Separação
(Affonso Romano de Sant’Anna)
Desmontar a casa e o amor. Despregar os sentimentos das paredes e lençóis. Recolher as cortinas
após a tempestade das conversas. O amor não resistiu às balas, pragas, flores e corpos de intermeio.
Empilhar livros, quadros, discos e remorsos. Esperar o infernal juizo final do desamor.
Vizinhos se assustam de manhã ante os destroços junto à porta: -pareciam se amar tanto!
Houve um tempo: uma casa de campo, fotos em Veneza, um tempo em que sorridente o amor aglutinava festas e jantares.

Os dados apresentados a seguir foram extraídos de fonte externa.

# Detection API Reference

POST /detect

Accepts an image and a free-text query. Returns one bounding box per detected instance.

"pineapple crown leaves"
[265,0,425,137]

Amou-se um certo modo de despir-se de pentear-se. Amou-se um sorriso e um certo modo de botar a mesa. Amou-se um certo modo de amar.
No entanto, o amor bate em retirada com suas roupas amassadas, tropas de insultos malas desesperadas, soluços embargados.
Faltou amor no amor? Gastou-se o amor no amor? Fartou-se o amor?
No quarto dos filhos outra derrota à vista: bonecos e brinquedos pendem numa colagem de afetos natimortos.
O amor ruiu e tem pressa de ir embora envergonhado.
Erguerá outra casa, o amor? Escolherá objetos, morará na praia? Viajará na neve e na neblina?
Tonto, perplexo, sem rumo um corpo sai porta afora com pedaços de passado na cabeça e um impreciso futuro. No peito o coração pesa mais que uma mala de chumbo.